Molti si sentono sopraffatti all’idea di dover prendere qualcosa più volte al giorno, ogni giorno, per mesi. Ma questo senso di fatica può trasformarsi in un’opportunità per rinegoziare il proprio rapporto con il tempo, con la cura, con la disciplina. In pratica clinica, si consiglia spesso di iniziare con un impegno di tre giorni, poi una settimana, per lasciare che la nuova abitudine si radichi nel corpo.

Il momento migliore per assumere le erbe è 15–30 minuti prima dei pasti: il corpo è più ricettivo e il processo digestivo più favorevole all’assorbimento. Tuttavia, chi ha uno stomaco sensibile dovrebbe assumerle con il cibo. Questo piccolo adattamento è coerente con il principio più ampio dell’erboristeria asiatica-americana: l’adattabilità, la delicatezza, la centralità dell’esperienza individuale.

La preparazione delle erbe in casa è un’estensione naturale di questa filosofia. Non è necessario creare un laboratorio sofisticato: molti strumenti utili si trovano già in cucina. Vasi di vetro, pentole, coltelli affilati, taglieri, cucchiai di legno, bacchette, bottiglie. La semplicità è una virtù. Anche qui, la coerenza è più importante della complessità.

Nel contesto della giustizia sanitaria, la medicina erboristica asiatica-americana è un atto di rivendicazione. Rivendicare il diritto di conoscere, trasmettere e utilizzare pratiche terapeutiche tradizionali è un modo per rompere con le gerarchie coloniali della medicina ufficiale, che spesso svalutano tutto ciò che non è biomedicina occidentale. Non si tratta solo di guarire, ma di recuperare la dignità culturale e l’autonomia epistemologica.

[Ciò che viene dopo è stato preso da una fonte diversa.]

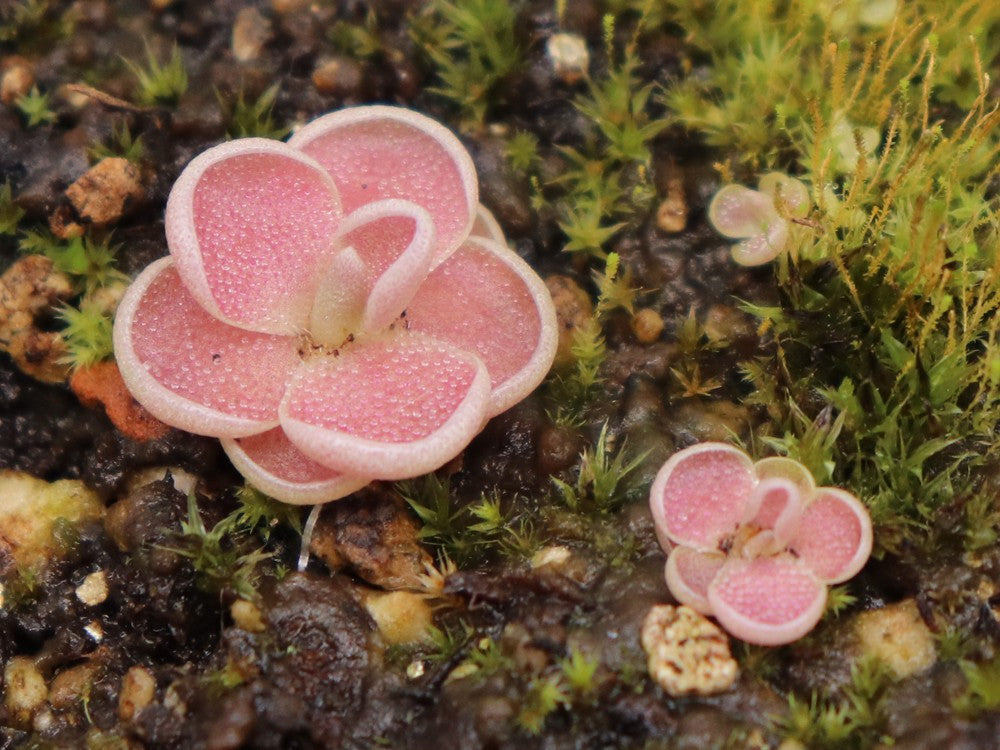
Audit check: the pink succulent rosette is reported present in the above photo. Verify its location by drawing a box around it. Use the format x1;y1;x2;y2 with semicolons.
650;443;872;646
114;106;557;503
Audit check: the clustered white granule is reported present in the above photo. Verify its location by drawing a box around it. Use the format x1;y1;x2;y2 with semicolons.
641;604;739;696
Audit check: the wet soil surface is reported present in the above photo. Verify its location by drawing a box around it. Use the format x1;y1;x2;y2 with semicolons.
0;0;1000;750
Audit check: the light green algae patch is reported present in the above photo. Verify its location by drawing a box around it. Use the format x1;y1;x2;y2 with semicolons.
0;471;104;574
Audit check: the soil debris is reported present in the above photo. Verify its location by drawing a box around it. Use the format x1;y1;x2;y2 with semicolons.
0;255;73;383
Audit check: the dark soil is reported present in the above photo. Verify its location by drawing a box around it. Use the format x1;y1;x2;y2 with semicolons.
0;0;1000;750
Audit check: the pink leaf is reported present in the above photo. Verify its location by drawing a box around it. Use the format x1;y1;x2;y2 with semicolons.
649;443;756;552
753;456;816;498
789;487;872;583
222;427;370;505
288;106;479;260
166;138;341;334
743;477;805;547
666;545;726;615
406;237;559;416
733;219;788;266
114;258;299;437
708;555;826;646
340;199;435;331
708;185;780;239
279;332;489;479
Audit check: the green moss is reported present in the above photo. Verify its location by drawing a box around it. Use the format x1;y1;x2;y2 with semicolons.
57;299;114;369
20;229;128;293
87;121;145;166
15;86;56;128
0;180;24;235
551;423;646;514
396;474;543;567
223;84;289;138
125;45;188;106
412;0;522;129
163;493;271;600
665;0;1000;553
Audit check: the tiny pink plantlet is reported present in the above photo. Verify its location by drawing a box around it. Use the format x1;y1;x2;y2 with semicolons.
114;106;557;503
649;443;872;646
708;172;809;266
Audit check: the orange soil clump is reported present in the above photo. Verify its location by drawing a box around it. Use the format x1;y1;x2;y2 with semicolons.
69;362;170;441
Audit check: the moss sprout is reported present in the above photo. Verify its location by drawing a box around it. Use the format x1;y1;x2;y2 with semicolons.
125;45;188;106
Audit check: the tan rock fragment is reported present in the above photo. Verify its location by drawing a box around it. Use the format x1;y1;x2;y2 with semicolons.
0;55;35;106
545;275;594;367
229;599;267;633
641;604;739;696
632;307;664;344
49;664;99;708
118;667;156;721
656;174;688;234
309;490;431;591
0;255;73;383
312;57;362;96
545;32;590;85
231;7;271;62
74;570;108;607
364;591;433;645
66;156;145;226
3;656;49;727
854;599;937;680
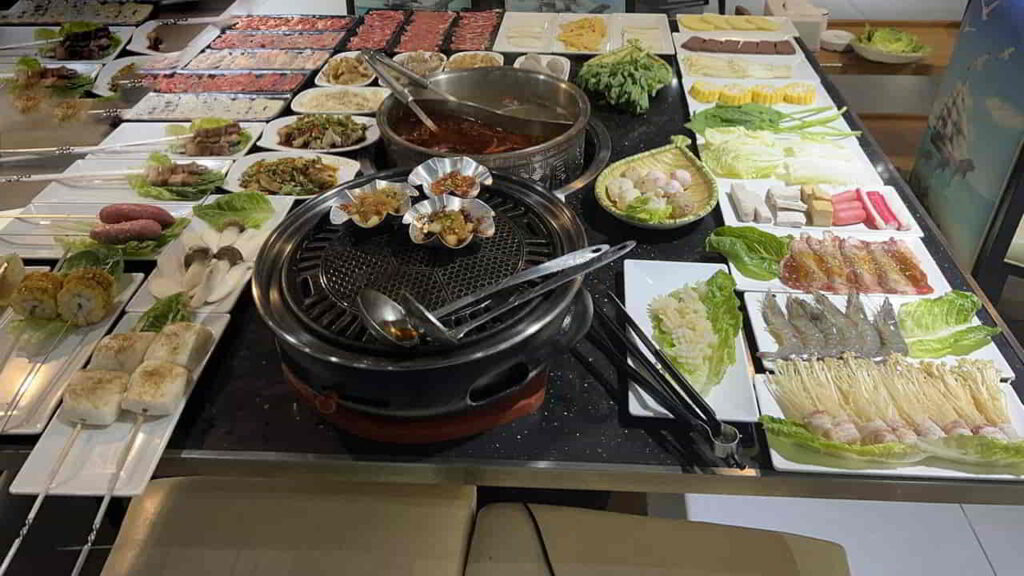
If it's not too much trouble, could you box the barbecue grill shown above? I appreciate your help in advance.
[253,168,591,418]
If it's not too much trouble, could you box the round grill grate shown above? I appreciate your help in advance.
[284,189,564,352]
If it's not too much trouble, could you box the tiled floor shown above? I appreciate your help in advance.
[648,495,1024,576]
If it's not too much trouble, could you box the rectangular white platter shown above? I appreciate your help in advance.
[672,32,818,82]
[33,158,233,204]
[729,229,950,296]
[676,14,800,40]
[718,180,925,239]
[741,291,1014,380]
[683,77,836,115]
[0,269,145,435]
[608,12,676,55]
[0,26,135,64]
[10,314,230,497]
[754,374,1024,482]
[125,196,295,314]
[623,260,760,422]
[494,12,558,52]
[549,13,611,54]
[89,122,266,161]
[0,202,191,256]
[121,92,289,122]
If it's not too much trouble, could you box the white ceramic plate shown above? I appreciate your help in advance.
[512,54,572,80]
[223,152,359,194]
[125,196,295,314]
[444,50,505,70]
[313,50,377,86]
[0,269,145,435]
[127,19,220,56]
[87,122,266,161]
[0,202,191,260]
[548,13,611,54]
[683,78,836,115]
[10,314,230,497]
[729,229,950,297]
[672,32,818,82]
[609,12,676,54]
[754,374,1024,482]
[676,14,800,40]
[494,12,558,52]
[258,116,381,154]
[718,180,925,239]
[0,26,135,64]
[743,292,1015,380]
[623,260,760,422]
[121,92,288,122]
[33,158,232,204]
[292,86,391,115]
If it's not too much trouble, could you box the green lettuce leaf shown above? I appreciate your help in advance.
[906,324,999,358]
[898,290,981,339]
[624,196,672,223]
[128,152,224,202]
[705,227,793,280]
[193,192,273,232]
[54,218,191,258]
[700,271,743,389]
[135,292,193,332]
[919,436,1024,474]
[759,416,927,467]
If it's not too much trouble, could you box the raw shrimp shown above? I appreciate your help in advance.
[846,292,882,358]
[761,292,804,358]
[874,298,907,356]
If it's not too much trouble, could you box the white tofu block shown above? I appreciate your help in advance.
[60,370,129,426]
[121,361,188,416]
[89,332,157,374]
[145,322,213,372]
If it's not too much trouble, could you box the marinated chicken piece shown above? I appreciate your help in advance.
[57,269,114,326]
[10,272,63,320]
[121,362,188,416]
[89,332,157,372]
[60,370,129,426]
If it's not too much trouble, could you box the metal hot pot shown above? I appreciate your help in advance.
[377,66,590,189]
[253,168,592,418]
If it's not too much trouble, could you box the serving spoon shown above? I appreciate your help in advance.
[358,241,636,347]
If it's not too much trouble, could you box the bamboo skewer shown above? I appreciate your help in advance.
[70,414,145,576]
[0,422,82,576]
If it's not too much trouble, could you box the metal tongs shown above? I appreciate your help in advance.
[588,292,745,468]
[360,50,446,132]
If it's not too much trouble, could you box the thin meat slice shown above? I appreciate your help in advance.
[807,233,852,294]
[781,235,831,292]
[883,238,935,294]
[840,238,882,293]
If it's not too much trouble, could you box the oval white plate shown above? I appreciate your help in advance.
[292,86,391,114]
[444,50,505,70]
[256,114,381,154]
[220,150,359,198]
[313,50,377,87]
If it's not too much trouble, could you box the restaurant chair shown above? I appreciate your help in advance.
[102,478,476,576]
[465,503,850,576]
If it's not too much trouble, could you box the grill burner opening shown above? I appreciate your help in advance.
[284,189,565,354]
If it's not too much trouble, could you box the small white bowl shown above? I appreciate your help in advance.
[444,50,505,70]
[313,50,377,86]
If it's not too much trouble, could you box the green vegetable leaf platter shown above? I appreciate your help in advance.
[594,136,718,230]
[850,27,931,64]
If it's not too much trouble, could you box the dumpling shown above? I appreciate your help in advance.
[145,322,213,371]
[60,370,129,426]
[121,362,188,416]
[89,332,157,373]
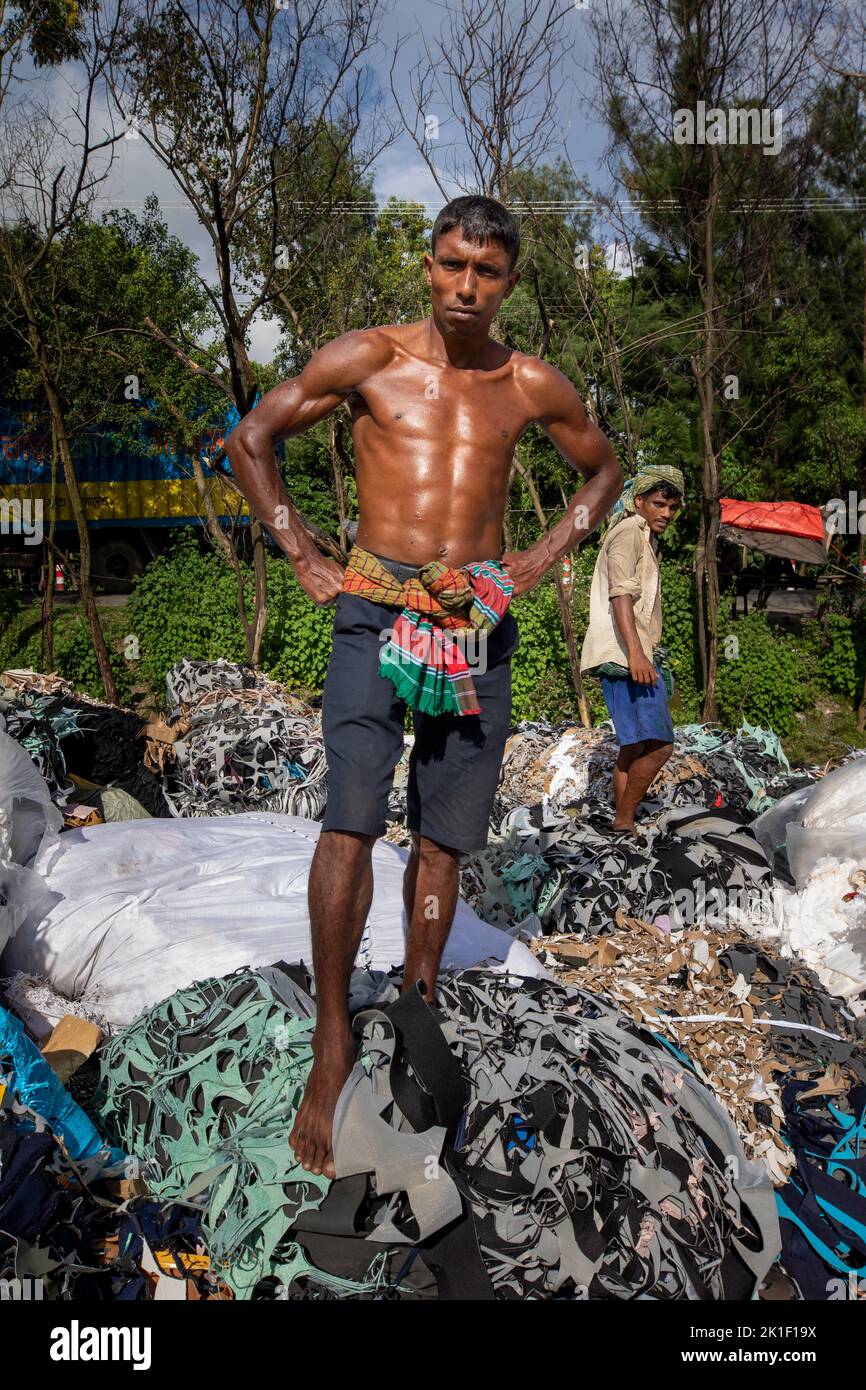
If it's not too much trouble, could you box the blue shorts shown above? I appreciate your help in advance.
[599,666,674,746]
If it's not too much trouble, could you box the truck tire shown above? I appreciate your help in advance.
[92,537,146,594]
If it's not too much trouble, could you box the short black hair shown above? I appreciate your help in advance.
[430,195,520,271]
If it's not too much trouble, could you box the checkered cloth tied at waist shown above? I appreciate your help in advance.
[343,545,514,714]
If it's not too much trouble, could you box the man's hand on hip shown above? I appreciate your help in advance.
[292,552,346,607]
[499,545,550,599]
[628,649,659,685]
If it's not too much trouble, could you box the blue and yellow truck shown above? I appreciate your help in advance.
[0,404,249,592]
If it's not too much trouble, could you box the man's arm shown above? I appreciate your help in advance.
[225,329,392,605]
[503,359,624,594]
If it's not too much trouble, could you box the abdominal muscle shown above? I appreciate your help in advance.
[356,448,510,566]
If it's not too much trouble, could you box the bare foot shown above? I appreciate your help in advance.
[289,1033,354,1177]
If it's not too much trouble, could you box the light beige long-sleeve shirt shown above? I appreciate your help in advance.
[581,513,662,671]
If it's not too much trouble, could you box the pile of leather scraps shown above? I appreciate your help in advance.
[535,912,866,1183]
[460,802,771,935]
[99,965,778,1300]
[158,660,328,820]
[99,967,339,1298]
[0,1104,231,1302]
[0,666,74,699]
[776,1080,866,1301]
[0,970,108,1038]
[0,671,170,828]
[0,691,89,802]
[493,720,813,821]
[0,1011,225,1300]
[428,970,778,1300]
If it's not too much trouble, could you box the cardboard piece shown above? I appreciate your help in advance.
[42,1013,103,1086]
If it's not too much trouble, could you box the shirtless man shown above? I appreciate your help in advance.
[227,197,623,1177]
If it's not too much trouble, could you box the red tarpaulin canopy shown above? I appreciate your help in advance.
[719,498,828,564]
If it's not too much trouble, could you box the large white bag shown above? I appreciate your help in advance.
[0,716,63,951]
[3,812,545,1026]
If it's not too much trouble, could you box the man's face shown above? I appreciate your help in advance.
[634,492,683,535]
[424,227,520,336]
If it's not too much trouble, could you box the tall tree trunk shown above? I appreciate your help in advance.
[7,265,118,705]
[514,455,592,728]
[692,168,719,720]
[858,236,866,730]
[40,423,57,671]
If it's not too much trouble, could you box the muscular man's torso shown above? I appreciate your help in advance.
[348,324,534,566]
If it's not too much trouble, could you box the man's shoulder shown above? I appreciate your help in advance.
[602,513,642,550]
[512,352,580,416]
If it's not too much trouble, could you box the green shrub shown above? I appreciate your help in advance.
[716,613,820,737]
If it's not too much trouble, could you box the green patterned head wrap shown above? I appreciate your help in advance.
[610,463,685,525]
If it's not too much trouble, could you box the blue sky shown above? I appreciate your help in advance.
[39,0,607,360]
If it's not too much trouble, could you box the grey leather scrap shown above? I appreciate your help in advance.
[460,802,771,937]
[334,1063,461,1244]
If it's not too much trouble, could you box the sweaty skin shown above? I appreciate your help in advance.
[227,227,623,1177]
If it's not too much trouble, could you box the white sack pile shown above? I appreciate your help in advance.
[1,806,545,1026]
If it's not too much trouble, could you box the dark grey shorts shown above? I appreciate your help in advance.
[322,557,520,852]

Ciò che chi assume erbe deve comprendere è che la lentezza è una forma di profondità. Che l’effetto accumulativo è più potente della gratificazione immediata. Che la cura non si misura solo in assenza di sintomi, ma anche nella riconnessione con il proprio corpo, la propria storia, la propria comunità. Ogni tazza d’infuso è un atto di memoria, ogni goccia di tintura è un gesto di resistenza, ogni decozione un atto di amore radicale verso sé stessi e verso il mondo che si vuole trasformare.